By comparing those earlier works, my sense is that what The Secret really represents is one woman's quick attempt to make sense of this kind of information. In doing so, she seems to have oversimplified and misstated what is known about the role of thought in creating life experiences. I doubt if the intent was deliberate or not well intentioned. But after all, she is a film maker, not a student of thought.
By ignoring the full range and roots of the evidence, Ms. Byrne runs the risk of discouraging some people who feel like they are real losers because they cannot evince a perfectly positive reality. If it were as simple as The Secret suggests, we would have billions of people living trouble-free lives. To my knowledge, even the most successful practitioners of The Secret aren't as wealthy as those the most successful people who don't. That would make an interesting study, and a far more valuable book than this one.

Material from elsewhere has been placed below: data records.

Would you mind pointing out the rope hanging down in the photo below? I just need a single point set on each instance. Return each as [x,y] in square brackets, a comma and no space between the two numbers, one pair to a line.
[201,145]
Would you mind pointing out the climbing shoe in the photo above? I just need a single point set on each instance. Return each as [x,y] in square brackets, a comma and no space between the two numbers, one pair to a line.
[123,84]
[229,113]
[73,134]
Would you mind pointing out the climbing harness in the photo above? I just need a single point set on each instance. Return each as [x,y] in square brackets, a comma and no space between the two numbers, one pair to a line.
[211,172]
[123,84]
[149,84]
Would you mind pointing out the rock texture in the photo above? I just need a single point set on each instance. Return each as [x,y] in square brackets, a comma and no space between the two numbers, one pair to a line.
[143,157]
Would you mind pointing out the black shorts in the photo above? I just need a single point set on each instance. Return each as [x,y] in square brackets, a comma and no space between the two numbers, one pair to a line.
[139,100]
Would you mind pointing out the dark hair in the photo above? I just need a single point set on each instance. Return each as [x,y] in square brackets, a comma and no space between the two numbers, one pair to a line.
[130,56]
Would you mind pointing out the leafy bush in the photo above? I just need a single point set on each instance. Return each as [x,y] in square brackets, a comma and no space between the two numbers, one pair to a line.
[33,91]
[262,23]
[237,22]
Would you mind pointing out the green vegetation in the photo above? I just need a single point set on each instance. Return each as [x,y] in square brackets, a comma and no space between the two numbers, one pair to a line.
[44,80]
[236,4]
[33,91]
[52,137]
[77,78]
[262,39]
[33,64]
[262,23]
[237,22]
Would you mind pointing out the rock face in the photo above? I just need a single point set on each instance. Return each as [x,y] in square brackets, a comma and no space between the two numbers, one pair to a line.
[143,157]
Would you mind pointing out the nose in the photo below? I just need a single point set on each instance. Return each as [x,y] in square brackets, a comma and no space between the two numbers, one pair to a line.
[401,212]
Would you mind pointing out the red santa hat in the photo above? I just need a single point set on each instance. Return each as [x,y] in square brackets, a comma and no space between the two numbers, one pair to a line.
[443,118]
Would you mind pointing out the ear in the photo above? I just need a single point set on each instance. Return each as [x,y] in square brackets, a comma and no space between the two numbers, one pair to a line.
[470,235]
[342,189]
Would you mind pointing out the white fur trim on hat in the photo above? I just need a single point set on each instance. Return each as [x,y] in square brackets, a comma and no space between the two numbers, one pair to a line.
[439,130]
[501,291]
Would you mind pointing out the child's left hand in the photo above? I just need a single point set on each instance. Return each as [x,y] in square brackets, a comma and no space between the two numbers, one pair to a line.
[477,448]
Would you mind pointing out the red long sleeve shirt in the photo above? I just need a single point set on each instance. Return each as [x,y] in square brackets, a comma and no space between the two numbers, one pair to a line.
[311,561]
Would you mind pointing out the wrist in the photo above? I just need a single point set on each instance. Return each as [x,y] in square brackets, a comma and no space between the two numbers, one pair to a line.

Here's an example of a misleading example. Ms. Byrne argues that food doesn't make you fat; it's what you think about food that makes you fat. The punch line of her story is that "I now maintain my perfect weight of 116 pounds and I can eat whatever I want." Every person I have met who is an authority cited in this book is noticeably overweight. Why don't any of them want a perfect weight and be able eat anything they want?
My point for you: Avoid this book.
I encourage you, however, to think positively and learn about how your thoughts can improve your life!
If you want to learn about how to improve your life through your thoughts, consider reading more reliably based and carefully presented sources. If you prefer a secular book, try Think and Grow Rich or The Success Principles. If you would like a book that half-way between a religious and secular focus, try Your Best Life Now. If you want to draw totally on the Christian or Jewish religious roots, read the Bible.
I'll look at the DVD now and let you know what I think of that.